Con todos esos pensamientos en mi cabeza despedí al cochero, alzando mi maleta mientras me envolvía en una nueva nube de polvo cuando caminaba hacia la que sería mi nueva casa.

Abrí la puerta que me recibió con un sonoro chirrido y escuché un aleteo incómodo adentro. Mientras comenzaba a pensar en cómo me desharía del nido de cualquier criatura que hubiese decidido compartir morada conmigo, una figura negra y alargada se restregaba contra mis pantorrillas ronroneando con fuerza. No pude evitar pegarle un puntapié que lo mandó volando a la calle.

No supe de dónde había llegado. La repugnancia que me causaba su presencia no se comparó al susto que tuve en ese momento. Odio profundamente a esos animales y al parecer, después de ese primer encuentro el gato tampoco me tuvo en gran estima.

Parecía incómodamente familiar. Sus ojos brillaban con un odio que no había visto en mucho tiempo. Infundían una clase de miedo tan instintivo que solo los animales comprenden. Sabían algo de mí. Aquel instante me regresó algunos años atrás, hasta que el gato se perdió por donde había venido.

Traté de espabilarme al cruzar el umbral de la puerta. Un pequeño murciélago bastante asustado colgaba del techo, la oscuridad le había servido de resguardo en la humedad de aquella estancia.
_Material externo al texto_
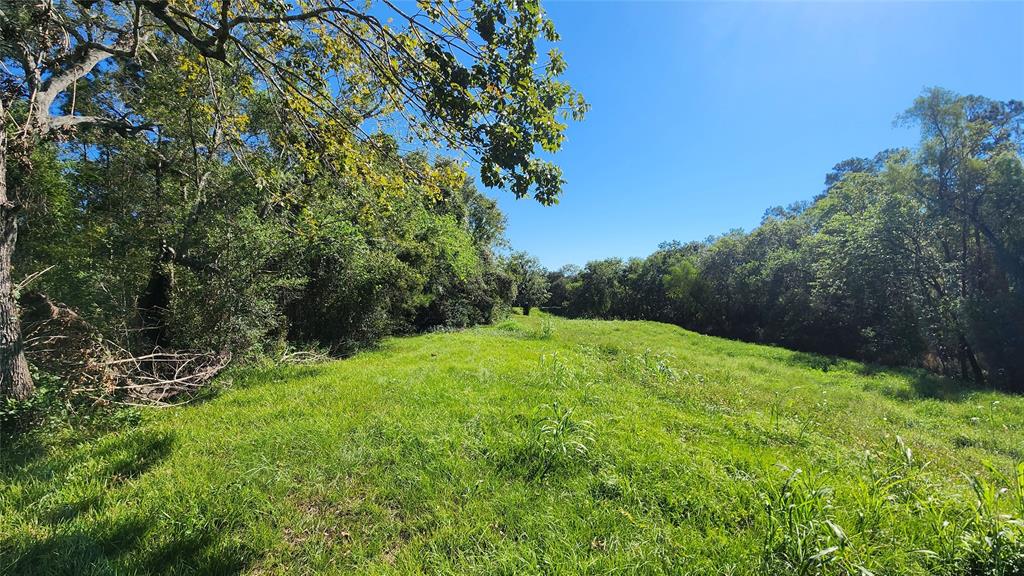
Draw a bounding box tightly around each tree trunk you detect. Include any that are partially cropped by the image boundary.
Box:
[0,125,35,400]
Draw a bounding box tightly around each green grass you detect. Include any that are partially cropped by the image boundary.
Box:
[0,315,1024,575]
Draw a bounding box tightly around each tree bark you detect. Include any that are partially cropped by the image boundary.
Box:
[0,121,35,400]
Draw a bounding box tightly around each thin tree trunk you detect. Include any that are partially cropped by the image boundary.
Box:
[0,120,35,400]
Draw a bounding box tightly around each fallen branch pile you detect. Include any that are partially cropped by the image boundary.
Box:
[22,292,230,406]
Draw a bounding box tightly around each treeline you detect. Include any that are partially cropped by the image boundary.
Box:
[0,0,587,407]
[547,89,1024,392]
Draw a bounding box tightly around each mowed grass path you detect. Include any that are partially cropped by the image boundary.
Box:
[0,315,1024,575]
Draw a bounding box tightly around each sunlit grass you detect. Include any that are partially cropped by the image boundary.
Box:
[0,313,1024,575]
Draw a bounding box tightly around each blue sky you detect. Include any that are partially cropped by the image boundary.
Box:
[489,0,1024,269]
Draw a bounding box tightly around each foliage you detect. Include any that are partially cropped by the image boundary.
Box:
[550,88,1024,390]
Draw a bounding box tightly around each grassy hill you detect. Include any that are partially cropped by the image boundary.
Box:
[0,316,1024,575]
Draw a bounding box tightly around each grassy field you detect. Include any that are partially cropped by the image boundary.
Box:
[0,315,1024,575]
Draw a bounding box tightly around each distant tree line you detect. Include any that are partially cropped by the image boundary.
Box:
[0,0,587,408]
[547,89,1024,392]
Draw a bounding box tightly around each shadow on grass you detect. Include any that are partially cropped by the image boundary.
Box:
[0,428,254,575]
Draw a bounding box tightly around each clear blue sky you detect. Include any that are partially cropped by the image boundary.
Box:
[490,0,1024,269]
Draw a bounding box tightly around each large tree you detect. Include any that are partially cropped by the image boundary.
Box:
[0,0,586,398]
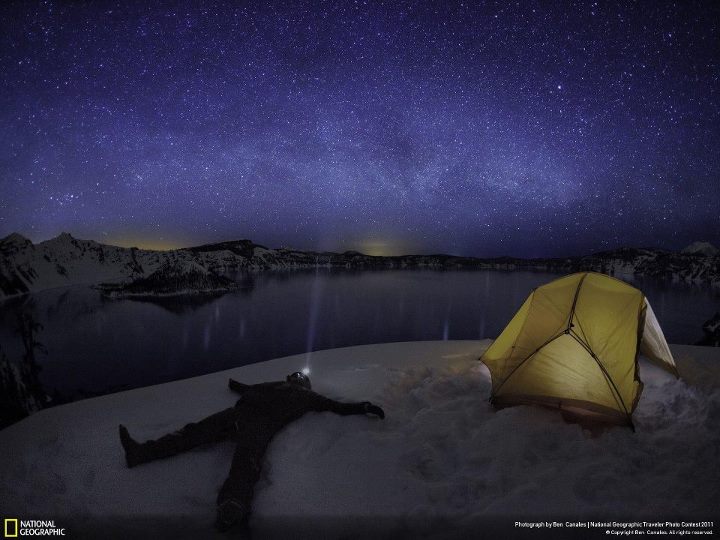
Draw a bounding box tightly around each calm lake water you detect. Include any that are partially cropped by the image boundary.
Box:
[0,270,720,399]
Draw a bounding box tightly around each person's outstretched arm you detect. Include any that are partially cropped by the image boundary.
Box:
[315,396,385,418]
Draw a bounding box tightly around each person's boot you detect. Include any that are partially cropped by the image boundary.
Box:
[215,499,249,532]
[118,424,146,468]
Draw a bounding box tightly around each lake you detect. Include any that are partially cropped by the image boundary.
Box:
[0,269,720,399]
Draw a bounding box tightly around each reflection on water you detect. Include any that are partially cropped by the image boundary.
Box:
[0,269,720,399]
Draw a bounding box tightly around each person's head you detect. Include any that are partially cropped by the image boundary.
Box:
[285,371,312,390]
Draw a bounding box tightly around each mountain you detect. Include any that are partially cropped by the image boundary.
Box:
[0,233,720,298]
[682,242,720,257]
[98,260,238,298]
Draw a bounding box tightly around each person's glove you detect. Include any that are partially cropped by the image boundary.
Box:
[363,401,385,418]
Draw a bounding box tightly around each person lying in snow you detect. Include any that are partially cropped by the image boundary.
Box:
[119,372,385,530]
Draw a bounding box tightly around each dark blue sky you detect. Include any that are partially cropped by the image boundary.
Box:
[0,0,720,256]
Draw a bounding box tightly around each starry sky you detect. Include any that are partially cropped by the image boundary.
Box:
[0,0,720,257]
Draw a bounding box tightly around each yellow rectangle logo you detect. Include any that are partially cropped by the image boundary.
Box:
[3,518,18,538]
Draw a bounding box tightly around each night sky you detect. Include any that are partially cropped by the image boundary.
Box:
[0,0,720,256]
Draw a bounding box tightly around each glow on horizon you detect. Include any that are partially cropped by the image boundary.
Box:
[101,237,190,251]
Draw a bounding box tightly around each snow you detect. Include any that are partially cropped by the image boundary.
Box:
[0,340,720,538]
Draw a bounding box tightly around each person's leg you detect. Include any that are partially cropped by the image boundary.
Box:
[120,407,236,467]
[216,421,279,530]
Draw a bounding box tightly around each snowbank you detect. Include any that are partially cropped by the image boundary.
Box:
[0,341,720,538]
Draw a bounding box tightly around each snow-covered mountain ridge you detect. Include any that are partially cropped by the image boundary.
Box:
[0,233,720,298]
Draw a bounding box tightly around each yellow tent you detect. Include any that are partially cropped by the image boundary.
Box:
[481,272,677,427]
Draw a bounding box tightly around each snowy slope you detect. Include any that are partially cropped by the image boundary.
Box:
[0,233,720,299]
[0,340,720,538]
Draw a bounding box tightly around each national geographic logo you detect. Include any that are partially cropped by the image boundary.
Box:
[3,518,65,538]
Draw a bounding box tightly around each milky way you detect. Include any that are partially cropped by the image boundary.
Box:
[0,1,720,256]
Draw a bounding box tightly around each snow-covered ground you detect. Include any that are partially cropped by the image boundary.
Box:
[0,340,720,538]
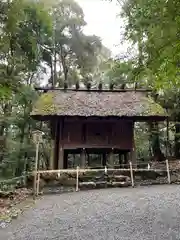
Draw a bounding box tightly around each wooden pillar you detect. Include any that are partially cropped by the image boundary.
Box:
[130,124,137,165]
[81,149,86,168]
[102,153,106,166]
[118,153,122,167]
[109,149,114,168]
[124,152,129,168]
[58,146,64,169]
[57,119,64,169]
[49,139,55,170]
[63,150,69,169]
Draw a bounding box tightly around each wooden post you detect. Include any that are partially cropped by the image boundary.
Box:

Parecía que nadie había entrado en ese lugar durante demasiado tiempo, a pesar de que mis cosas habían llegado menos de una semana atrás. Las paredes estaban resquebrajadas y enormes telarañas sin dueño cubrían cada esquina. Me causaba escalofríos pensar en que dormiría esa noche en tal compañía.

Me dediqué el resto de la tarde a limpiar el polvo de los pocos muebles que llenaban la casa. Batallé con una fiereza insana contra la suciedad, logrando tener todo listo poco después del anochecer.

Finalmente me tiré en la cama, los pies me ardían y la cabeza me zumbaba. No había sentido un cansancio como el que me embargó esa noche.

La luz de la vela iluminaba la estancia con un brillo débil y titilante, dibujando sombras en figuras inimaginables, sacadas del mismísimo infierno. Creando espectros incorpóreos que luchaban por salir de su reino de oscuridad. Mi pulso comenzó a acelerarse, mientras veía como se movían en contra del ritmo de la flama que encendía mi habitación.